SLMIA-SR: Speaker-Level Membership Inference Attacks against Speaker Recognition Systems

Membership inference attacks allow adversaries to determine whether a particular example was contained in the model's training dataset. While previous works have confirmed the feasibility of such attacks in various applications, none has focused on speaker recognition (SR), a promising voice-based biometric recognition technique. In this work, we propose SLMIA-SR, the first membership inference attack tailored to SR. In contrast to conventional example-level attack, our attack features speaker-level membership inference, i.e., determining if any voices of a given speaker, either the same as or different from the given inference voices, have been involved in the training of a model. It is particularly useful and practical since the training and inference voices are usually distinct, and it is also meaningful considering the open-set nature of SR, namely, the recognition speakers were often not present in the training data. We utilize intra-closeness and inter-farness, two training objectives of SR, to characterize the differences between training and non-training speakers and quantify them with two groups of features driven by carefully-established feature engineering to mount the attack. To improve the generalizability of our attack, we propose a novel mixing ratio training strategy to train attack models. To enhance the attack performance, we introduce voice chunk splitting to cope with the limited number of inference voices and propose to train attack models dependent on the number of inference voices. Our attack is versatile and can work in both white-box and black-box scenarios. Additionally, we propose two novel techniques to reduce the number of black-box queries while maintaining the attack performance. Extensive experiments demonstrate the effectiveness of SLMIA-SR.

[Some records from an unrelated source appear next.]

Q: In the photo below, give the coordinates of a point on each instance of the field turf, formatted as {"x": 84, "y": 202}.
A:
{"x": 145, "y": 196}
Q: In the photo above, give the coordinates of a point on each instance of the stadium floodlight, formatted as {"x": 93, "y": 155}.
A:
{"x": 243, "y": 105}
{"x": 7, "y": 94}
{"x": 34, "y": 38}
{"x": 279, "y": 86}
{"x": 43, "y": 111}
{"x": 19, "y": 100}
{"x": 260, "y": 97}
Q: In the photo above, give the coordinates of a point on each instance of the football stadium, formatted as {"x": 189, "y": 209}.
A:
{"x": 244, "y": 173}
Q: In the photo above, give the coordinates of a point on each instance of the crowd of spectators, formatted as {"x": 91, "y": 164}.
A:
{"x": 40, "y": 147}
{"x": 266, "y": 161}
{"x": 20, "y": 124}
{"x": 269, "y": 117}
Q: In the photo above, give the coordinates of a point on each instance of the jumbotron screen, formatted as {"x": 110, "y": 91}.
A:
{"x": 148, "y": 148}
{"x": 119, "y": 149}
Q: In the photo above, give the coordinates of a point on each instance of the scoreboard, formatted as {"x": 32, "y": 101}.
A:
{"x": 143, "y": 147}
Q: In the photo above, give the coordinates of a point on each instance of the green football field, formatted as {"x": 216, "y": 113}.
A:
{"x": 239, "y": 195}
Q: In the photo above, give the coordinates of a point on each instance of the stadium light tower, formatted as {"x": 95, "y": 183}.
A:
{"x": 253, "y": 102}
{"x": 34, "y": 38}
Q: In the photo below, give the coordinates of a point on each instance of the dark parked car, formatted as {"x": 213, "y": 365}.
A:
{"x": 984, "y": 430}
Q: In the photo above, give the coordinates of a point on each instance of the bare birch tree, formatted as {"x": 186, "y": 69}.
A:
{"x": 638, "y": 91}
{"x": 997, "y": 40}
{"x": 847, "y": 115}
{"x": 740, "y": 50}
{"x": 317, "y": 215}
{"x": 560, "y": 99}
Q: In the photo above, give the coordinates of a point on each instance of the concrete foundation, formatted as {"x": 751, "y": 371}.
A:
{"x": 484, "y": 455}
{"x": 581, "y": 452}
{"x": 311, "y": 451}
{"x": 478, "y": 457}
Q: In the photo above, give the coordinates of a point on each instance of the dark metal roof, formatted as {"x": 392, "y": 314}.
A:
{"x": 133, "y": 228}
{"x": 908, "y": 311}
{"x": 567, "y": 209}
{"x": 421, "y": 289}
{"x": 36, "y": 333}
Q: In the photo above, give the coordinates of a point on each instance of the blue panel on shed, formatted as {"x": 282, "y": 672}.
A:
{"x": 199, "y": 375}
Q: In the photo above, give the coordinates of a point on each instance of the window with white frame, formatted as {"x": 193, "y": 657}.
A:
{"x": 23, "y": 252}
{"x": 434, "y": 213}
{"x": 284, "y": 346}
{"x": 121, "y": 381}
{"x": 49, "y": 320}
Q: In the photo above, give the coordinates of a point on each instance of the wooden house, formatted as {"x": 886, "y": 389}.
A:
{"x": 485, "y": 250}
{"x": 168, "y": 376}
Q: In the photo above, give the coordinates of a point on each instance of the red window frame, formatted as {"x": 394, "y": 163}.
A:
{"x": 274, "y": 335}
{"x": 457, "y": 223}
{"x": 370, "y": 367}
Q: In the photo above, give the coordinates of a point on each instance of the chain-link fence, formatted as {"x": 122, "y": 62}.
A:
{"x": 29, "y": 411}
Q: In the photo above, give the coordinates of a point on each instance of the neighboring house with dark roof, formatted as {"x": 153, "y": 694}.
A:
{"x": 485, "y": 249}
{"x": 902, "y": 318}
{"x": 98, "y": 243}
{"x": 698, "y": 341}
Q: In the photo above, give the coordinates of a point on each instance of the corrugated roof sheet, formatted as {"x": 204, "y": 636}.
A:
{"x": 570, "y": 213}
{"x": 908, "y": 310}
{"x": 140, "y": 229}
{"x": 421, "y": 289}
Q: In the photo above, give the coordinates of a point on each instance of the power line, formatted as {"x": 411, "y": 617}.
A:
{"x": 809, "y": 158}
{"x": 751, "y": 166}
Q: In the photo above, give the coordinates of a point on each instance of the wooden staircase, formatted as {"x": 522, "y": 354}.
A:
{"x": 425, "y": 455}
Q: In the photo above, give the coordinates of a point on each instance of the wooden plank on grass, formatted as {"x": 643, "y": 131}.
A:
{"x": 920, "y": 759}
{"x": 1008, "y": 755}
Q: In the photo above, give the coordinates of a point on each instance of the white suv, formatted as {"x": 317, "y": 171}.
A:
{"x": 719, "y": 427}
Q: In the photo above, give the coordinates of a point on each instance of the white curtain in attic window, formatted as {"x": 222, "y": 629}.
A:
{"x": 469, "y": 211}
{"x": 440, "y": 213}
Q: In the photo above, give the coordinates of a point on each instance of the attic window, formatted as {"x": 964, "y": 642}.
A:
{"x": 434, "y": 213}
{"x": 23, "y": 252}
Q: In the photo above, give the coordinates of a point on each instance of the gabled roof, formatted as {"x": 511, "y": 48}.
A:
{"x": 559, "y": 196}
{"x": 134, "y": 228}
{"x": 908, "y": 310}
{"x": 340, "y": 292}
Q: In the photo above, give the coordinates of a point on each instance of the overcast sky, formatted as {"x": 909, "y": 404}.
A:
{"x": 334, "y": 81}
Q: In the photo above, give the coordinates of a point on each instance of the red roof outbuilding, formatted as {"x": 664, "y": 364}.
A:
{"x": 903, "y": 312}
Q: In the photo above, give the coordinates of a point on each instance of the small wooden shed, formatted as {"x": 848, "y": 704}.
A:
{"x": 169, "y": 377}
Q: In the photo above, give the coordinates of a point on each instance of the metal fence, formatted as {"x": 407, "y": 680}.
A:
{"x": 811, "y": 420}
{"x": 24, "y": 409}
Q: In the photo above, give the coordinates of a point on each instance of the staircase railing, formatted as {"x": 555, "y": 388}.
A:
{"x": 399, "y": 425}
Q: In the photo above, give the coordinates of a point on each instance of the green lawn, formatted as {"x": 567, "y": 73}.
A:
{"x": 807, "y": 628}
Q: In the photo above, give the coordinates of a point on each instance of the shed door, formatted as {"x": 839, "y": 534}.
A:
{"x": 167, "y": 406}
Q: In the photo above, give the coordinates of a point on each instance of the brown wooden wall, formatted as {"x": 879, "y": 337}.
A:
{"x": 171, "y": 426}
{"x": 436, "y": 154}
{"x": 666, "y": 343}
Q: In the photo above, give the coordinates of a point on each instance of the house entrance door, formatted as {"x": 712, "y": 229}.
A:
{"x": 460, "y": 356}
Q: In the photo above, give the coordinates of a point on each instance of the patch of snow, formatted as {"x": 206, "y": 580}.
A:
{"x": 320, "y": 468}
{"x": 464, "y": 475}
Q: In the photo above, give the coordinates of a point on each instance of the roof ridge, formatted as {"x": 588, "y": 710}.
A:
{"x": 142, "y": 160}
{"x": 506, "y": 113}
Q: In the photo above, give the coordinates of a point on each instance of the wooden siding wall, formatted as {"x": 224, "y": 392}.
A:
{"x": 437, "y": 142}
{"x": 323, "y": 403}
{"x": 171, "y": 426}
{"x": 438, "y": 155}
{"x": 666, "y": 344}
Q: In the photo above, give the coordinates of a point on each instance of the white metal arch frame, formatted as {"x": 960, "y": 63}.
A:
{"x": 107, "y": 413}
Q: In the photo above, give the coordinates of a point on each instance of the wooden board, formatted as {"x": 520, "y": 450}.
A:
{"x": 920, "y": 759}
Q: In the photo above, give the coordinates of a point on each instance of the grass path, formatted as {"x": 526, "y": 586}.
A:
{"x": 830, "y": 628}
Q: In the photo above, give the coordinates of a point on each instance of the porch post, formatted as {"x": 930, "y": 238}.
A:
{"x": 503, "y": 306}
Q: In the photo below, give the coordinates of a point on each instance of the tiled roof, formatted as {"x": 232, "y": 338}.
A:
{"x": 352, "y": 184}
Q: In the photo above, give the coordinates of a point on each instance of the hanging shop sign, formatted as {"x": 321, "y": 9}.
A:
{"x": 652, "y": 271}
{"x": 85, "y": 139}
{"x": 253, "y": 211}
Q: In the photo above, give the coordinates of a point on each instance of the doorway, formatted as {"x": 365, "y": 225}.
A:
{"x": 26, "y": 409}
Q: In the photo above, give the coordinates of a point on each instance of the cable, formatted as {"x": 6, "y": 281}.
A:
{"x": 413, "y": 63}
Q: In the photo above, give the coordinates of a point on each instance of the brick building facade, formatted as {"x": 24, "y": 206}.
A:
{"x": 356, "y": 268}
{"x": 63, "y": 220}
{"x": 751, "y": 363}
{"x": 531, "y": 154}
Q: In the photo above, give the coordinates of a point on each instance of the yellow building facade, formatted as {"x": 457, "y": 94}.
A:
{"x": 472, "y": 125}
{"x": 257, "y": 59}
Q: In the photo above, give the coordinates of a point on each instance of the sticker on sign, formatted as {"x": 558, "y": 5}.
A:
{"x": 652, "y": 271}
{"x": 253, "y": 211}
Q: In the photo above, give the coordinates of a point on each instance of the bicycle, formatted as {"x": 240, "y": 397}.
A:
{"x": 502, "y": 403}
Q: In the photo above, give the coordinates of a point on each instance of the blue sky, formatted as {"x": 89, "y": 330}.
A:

翻译：成员推断攻击使攻击者能够判断某个特定样本是否包含在模型的训练数据集中。尽管先前的研究已在多种应用中证实了此类攻击的可行性，但尚无工作聚焦于说话人识别（SR）——一种具有前景的基于语音的生物识别技术。本文提出SLMIA-SR，这是首次针对SR定制的成员推断攻击。与传统的样本级攻击不同，我们的攻击具有说话人级成员推断的特点，即判断给定说话人的任意语音（与给定的推断语音相同或不同）是否参与过模型训练。由于训练语音与推断语音通常不同，此攻击特别实用且可行，同时考虑到SR的开放集特性（即识别说话人往往不在训练数据中），该攻击也具有重要意义。我们利用SR的两个训练目标——类内紧致性和类间疏远性——来刻画训练说话人与非训练说话人之间的差异，并通过精心建立的特征工程驱动的两组特征进行量化，从而实施攻击。为提高攻击的泛化性，我们提出了一种新颖的混合比训练策略来训练攻击模型。为增强攻击性能，我们引入语音片段分割以应对推断语音数量有限的问题，并提出根据推断语音数量训练依赖于其数量的攻击模型。我们的攻击具有通用性，可在白盒和黑盒场景下工作。此外，我们提出了两种新颖技术来减少黑盒查询次数，同时保持攻击性能。大量实验证明了SLMIA-SR的有效性。